Modify Payment Structures to Optimize for Investment in Health Data Availability
Historically, economic incentives encouraged health care providers to minimize access to the data from the clinical care of their patients. This focus on minimizing access also reduces the extent to which the data can be effectively used by AI tools. More analysis is necessary on how individual doctors can be paid to architect their systems to allow for the federated access to data for better patient care and research. Duke University School of Law Professor Barak Richman recommended that government should take an active role in redesigning how government payments are restructured to modify the current payment model beyond just payment for individualized patient care, and instead should encourage greater investment in the innovative use of data. As the health IT space continues to evolve, these types of policy considerations are needed to enable the benefits using AI tools in the healthcare sector, while protecting consumers and their data from misuse.
Summarizing the Above
Boiling this down to the basic recommendations, here is a summary of Intel’s recommendations regarding the identification of Federal datasets agencies should earmark as most important:
- Health, Healthcare, & Life Sciences Focus – Intel recommends that those agencies maintaining health, healthcare, and life sciences datasets should be triaged as priority datasets
- Interoperability – Intel recommends that government pursue incentives for EHR systems, and the implementations by different providers and payers, to allow for access to a more diverse and greater volume of data.
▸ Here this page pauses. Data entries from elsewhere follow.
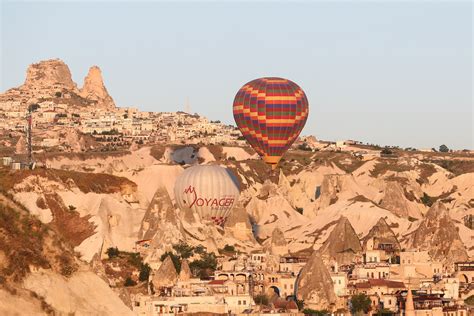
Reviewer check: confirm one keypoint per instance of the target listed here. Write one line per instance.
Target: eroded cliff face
(51, 80)
(380, 233)
(438, 234)
(49, 74)
(315, 286)
(166, 275)
(94, 89)
(342, 245)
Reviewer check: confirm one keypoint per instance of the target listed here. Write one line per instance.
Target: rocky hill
(331, 202)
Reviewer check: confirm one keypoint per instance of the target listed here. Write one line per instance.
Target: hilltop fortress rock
(52, 73)
(51, 80)
(94, 89)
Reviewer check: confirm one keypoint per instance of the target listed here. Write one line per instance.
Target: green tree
(129, 282)
(261, 299)
(112, 252)
(443, 149)
(360, 303)
(176, 260)
(426, 199)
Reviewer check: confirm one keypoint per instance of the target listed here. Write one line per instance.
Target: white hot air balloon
(210, 191)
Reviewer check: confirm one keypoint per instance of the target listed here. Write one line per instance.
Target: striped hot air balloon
(270, 113)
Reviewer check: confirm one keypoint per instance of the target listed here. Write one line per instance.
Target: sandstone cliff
(166, 275)
(381, 233)
(342, 245)
(437, 233)
(314, 285)
(94, 89)
(47, 74)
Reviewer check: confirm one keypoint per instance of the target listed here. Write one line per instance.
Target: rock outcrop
(48, 74)
(166, 275)
(342, 245)
(336, 187)
(84, 293)
(278, 244)
(160, 223)
(438, 234)
(314, 285)
(380, 233)
(238, 225)
(395, 201)
(94, 89)
(20, 147)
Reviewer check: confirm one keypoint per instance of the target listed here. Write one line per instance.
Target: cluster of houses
(119, 126)
(412, 285)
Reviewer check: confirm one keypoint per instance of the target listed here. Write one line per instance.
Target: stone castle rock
(52, 73)
(51, 80)
(94, 89)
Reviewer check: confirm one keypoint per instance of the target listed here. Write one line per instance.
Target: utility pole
(28, 137)
(29, 132)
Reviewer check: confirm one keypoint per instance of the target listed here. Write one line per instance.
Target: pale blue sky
(392, 73)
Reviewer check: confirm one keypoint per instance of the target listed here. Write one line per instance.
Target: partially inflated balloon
(210, 191)
(270, 113)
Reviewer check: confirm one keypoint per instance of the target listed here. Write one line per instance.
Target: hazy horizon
(390, 73)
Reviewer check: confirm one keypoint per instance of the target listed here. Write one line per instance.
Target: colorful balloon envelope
(270, 113)
(210, 191)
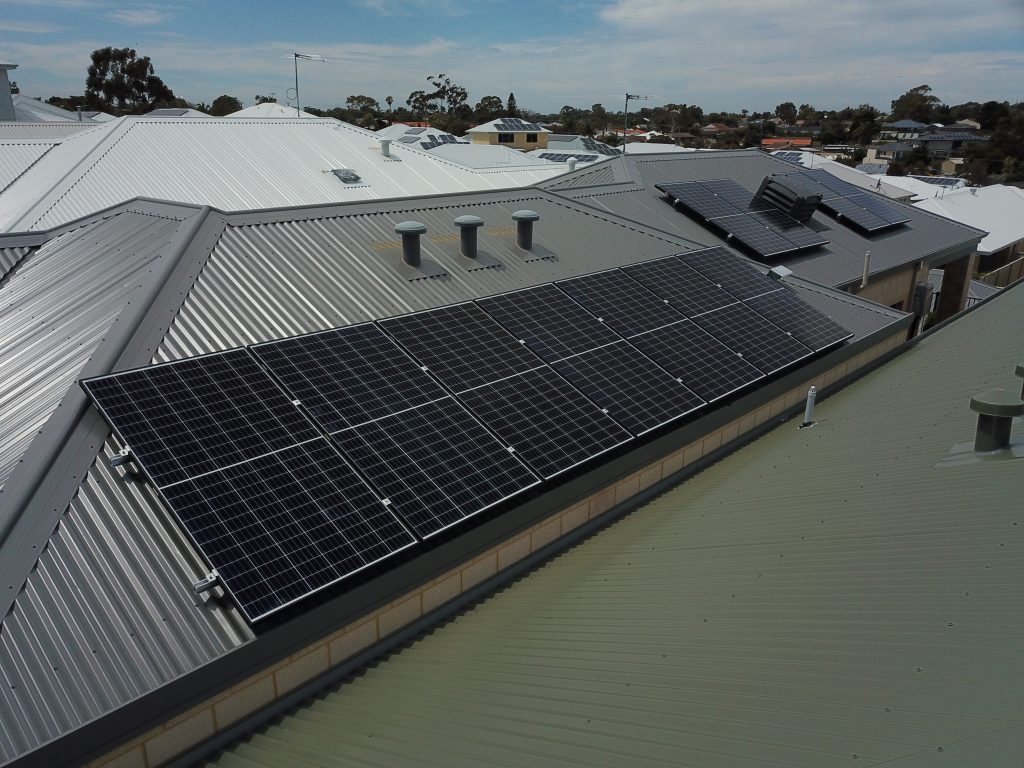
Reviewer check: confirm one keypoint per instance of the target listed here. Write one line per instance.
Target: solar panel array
(851, 205)
(729, 208)
(295, 464)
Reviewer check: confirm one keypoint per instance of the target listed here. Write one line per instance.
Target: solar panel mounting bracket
(207, 583)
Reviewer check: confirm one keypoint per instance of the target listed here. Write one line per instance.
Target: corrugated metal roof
(15, 159)
(839, 263)
(825, 596)
(235, 164)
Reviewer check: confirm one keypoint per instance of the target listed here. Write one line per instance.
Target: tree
(223, 105)
(119, 80)
(918, 103)
(786, 112)
(487, 109)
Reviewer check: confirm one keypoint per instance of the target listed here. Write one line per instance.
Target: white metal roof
(997, 209)
(236, 165)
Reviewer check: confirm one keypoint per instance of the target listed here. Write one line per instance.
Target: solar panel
(348, 376)
(731, 272)
(806, 324)
(688, 291)
(701, 361)
(551, 324)
(755, 236)
(698, 200)
(629, 386)
(461, 345)
(200, 415)
(284, 525)
(762, 343)
(791, 229)
(624, 305)
(549, 423)
(435, 463)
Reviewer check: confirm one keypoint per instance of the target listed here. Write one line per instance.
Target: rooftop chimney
(524, 227)
(995, 409)
(411, 231)
(6, 101)
(468, 226)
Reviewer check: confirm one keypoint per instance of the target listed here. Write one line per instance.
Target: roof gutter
(38, 491)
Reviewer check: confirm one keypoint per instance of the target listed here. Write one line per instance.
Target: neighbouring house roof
(822, 596)
(997, 209)
(627, 187)
(102, 627)
(233, 164)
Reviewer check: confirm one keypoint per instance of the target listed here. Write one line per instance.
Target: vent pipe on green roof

- Guidance for Institutional Review Boards (IRBs) – Intel recommends that the federal government provide more guidance and tools to IRBs to simplify the process for gaining access, so they do not default to requiring patient consent
- NIST’s Cybersecurity Framework – Intel recommends that the federal government encourage entities that store health care data look to this framework for detailed guidance on how they can allow for use of responsibly liberated data by AI tools, while still providing robust security
- Payment Structures to Optimize for Investment in Health Data Availability – Intel recommends that the federal government and its agencies invest in the additional analysis necessary as to how individual doctors can be paid to architect their systems to allow for the federated access to data for better patient care and research.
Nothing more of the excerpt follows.